As taxas de prontidão de missão ficam acima de 93% e as taxas de conclusão de missão acima de 99%. São indicadores que ressoam com comandantes que avaliam o custo real de manter frotas envelhecidas em operação.

Perspectivas e o alcance da missão de junho
O CEO da Embraer, Francisco Gomes Neto, afirmou que a empresa negocia com "5, 10" países simultaneamente. A empresa projeta atingir um faturamento anual de US$ 10 bilhões até 2030, impulsionada por suas divisões de defesa, aviação comercial e executiva.
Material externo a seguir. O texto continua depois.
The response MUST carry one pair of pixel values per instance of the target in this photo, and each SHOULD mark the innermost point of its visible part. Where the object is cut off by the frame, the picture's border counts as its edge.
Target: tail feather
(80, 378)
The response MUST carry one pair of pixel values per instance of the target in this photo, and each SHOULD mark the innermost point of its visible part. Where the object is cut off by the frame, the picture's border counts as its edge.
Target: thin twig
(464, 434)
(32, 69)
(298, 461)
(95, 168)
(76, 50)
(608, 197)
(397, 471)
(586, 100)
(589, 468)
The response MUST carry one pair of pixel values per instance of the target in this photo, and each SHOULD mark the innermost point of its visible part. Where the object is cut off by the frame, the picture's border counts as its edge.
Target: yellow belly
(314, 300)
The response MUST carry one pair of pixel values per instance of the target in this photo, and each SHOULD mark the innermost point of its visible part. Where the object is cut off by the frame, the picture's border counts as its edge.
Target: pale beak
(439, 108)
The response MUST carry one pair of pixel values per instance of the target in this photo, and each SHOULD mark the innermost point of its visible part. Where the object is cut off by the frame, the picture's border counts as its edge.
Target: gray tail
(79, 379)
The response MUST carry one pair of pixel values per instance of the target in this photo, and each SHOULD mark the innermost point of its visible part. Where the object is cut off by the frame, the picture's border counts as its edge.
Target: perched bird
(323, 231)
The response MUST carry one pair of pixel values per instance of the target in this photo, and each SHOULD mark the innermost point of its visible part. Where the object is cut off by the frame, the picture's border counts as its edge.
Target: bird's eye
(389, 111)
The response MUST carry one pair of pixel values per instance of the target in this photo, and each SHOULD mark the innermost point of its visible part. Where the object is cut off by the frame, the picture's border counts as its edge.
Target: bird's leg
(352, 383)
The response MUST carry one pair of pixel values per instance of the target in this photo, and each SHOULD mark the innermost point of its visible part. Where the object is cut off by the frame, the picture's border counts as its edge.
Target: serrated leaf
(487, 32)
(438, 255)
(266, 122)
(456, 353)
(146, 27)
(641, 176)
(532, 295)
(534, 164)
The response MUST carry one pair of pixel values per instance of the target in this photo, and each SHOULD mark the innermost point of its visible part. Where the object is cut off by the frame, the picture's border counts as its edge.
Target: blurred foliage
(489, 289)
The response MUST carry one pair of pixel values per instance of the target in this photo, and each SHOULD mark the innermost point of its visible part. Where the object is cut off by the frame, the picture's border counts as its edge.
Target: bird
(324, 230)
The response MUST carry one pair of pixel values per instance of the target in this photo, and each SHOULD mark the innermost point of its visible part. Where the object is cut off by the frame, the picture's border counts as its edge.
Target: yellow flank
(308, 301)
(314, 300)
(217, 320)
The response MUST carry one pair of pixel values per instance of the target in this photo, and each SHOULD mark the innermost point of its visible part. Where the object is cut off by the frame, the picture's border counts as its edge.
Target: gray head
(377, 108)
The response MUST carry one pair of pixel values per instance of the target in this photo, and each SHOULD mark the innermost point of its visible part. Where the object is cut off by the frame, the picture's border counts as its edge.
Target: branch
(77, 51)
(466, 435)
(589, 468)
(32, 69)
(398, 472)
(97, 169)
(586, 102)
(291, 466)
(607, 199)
O timing da missão de Múcio, prevista para junho, coincide com o ciclo decisório europeu anterior ao recesso de verão, período historicamente crítico para formalização de aquisições militares. 

Com a Grécia prestes a decidir, Polônia avaliando uma compra potencialmente bilionária, Marrocos em negociação avançada e a Colômbia já comprometida com as primeiras unidades, além dos demais países citados, a janela de conversão é concreta.

Mais do que uma iniciativa pontual, a viagem sinaliza a consolidação de uma estratégia de Estado voltada à projeção internacional da indústria de defesa, com o KC-390 como seu principal vetor.